1. "Sovereignty." According to Webster's, sovereignty is "supreme power, especially over a body politic." But it is no longer possible, if it ever was, to argue that the United States and its allies wield "supreme power" in Iraq. True, US forces can go where they like, but do they rule? Do the Iraqi people obey them? When the American authorities order something to happen, does it? On the contrary, none of the US plans for running the country announced by the Bush Administration has so far even been enacted, much less succeeded. Even now, GOP Senator Richard Lugar, chairman of the Senate Foreign Relations Committee, has said that he has "no idea" what the plans for the June 30 transition are.

Iraqi political figures, by contrast, have been making a lot happen. According to the always invaluable (and now winner of a Pulitzer prize) Anthony Shadid of the Washington Post, the most popular of the Shiite leaders, the comparatively moderate Ayatollah Ali al-Sistani, launched a petition against the US-sponsored "constitution." The petition quickly gathered tens of thousands of signatures. This peaceful opposition to American rule, however, was quickly superseded, at least for the time being, by the Shiite insurrection, led by the extreme Islamist Muqtada al-Sadr.

The Iraqi blogger Zayed, until now pro-occupation, offers the following portrait of life in Baghdad the day after the insurrection:

"No one knows what is happening in the capital right now. Power has been cut off in my neighbourhood since the afternoon, and I can only hear helicopters, massive explosions, and continuous shooting nearby. The streets are empty, someone told us half an hour ago that Mahdi [Sadr's militia] are trying to take over our neighbourhood and are being met by resistance from Sunni hardliners. Doors are locked, and AK-47's are being loaded and put close by in case they are needed. The phone keeps ringing frantically."

There is no "sovereign," American or other, in this Iraq; there is anarchy. The less "sovereignty" the United States possesses, it appears, the more quickly it wants to surrender it.

2. "Hand over." How can the United States "hand over" power that it has never possessed? In any case, sovereignty is not a physical object, like a desk, that can be moved from one office to another. It is a relationship among people -- one of command and obedience. Even if the United States did have sovereignty in Iraq, as it obviously does not, it would not be able to pass it on to someone else. Either the United States would remain the real sovereign behind the scenes or the new group would have to build up sovereign power for itself. Admittedly, the United States does possess something in Iraq -- unopposable military force.
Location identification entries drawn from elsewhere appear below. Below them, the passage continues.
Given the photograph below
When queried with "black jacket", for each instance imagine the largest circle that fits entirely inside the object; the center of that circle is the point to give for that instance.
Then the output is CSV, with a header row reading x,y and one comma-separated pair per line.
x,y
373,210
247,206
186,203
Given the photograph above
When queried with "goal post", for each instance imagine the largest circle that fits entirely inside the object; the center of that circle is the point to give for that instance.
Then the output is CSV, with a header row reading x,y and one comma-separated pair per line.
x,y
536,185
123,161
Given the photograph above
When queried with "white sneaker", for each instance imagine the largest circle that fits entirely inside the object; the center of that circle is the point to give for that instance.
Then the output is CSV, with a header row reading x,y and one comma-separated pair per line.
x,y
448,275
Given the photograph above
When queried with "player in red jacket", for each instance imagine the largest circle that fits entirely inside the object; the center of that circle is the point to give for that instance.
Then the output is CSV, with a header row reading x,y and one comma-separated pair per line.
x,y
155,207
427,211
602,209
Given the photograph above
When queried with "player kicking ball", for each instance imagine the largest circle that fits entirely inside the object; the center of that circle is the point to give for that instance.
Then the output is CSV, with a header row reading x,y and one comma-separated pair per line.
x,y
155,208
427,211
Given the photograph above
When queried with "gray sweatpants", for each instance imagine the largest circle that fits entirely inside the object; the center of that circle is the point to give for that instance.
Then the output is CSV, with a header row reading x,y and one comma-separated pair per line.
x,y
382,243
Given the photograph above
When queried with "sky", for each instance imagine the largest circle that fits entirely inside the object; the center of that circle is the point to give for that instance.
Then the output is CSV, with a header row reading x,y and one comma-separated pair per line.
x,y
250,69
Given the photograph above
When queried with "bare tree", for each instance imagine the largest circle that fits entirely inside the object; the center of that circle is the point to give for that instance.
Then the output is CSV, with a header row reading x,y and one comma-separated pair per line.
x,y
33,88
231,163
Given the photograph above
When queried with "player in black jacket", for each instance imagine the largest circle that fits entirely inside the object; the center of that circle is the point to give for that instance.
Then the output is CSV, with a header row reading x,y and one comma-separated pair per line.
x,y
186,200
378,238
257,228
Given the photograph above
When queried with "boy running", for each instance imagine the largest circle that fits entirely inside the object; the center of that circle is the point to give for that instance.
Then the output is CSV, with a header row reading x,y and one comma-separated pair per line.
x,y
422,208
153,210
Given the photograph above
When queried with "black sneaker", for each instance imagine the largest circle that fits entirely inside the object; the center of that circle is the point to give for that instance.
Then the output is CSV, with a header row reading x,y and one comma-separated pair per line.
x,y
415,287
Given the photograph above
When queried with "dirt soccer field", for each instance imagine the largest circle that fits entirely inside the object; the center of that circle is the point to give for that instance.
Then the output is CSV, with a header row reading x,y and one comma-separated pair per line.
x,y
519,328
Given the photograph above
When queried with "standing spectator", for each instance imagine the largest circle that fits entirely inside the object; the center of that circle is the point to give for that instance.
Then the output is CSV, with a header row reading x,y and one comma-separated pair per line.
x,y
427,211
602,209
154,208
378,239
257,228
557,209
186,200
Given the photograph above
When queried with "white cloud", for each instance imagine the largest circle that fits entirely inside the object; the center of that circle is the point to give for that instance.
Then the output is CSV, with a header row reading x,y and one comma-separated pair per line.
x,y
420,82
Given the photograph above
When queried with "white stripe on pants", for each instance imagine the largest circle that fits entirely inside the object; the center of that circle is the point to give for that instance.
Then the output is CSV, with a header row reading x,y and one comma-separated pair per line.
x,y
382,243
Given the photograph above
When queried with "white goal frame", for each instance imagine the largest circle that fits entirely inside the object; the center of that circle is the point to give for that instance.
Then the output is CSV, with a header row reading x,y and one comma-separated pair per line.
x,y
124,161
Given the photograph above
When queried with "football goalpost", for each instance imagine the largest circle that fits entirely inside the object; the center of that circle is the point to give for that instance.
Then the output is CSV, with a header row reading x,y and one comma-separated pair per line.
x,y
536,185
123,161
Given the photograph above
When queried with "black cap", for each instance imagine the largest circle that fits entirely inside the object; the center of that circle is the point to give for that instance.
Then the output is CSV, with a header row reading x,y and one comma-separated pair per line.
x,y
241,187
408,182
But this is one thing, needless to say, that the United States decidedly will not hand over on June 30 or any other day. (Other things it is not planning to hand over are control of the central bank and the news media.) Will the Governing Council, which many Iraqis call "the Governed Council," command American troops or, for that matter, even their own Iraqi troops? Not likely. Meanwhile, the misnamed "administrator" of the misnamed "coalition" will be replaced by a misnamed "ambassador," presiding over what is to be the largest US "embassy" in the world.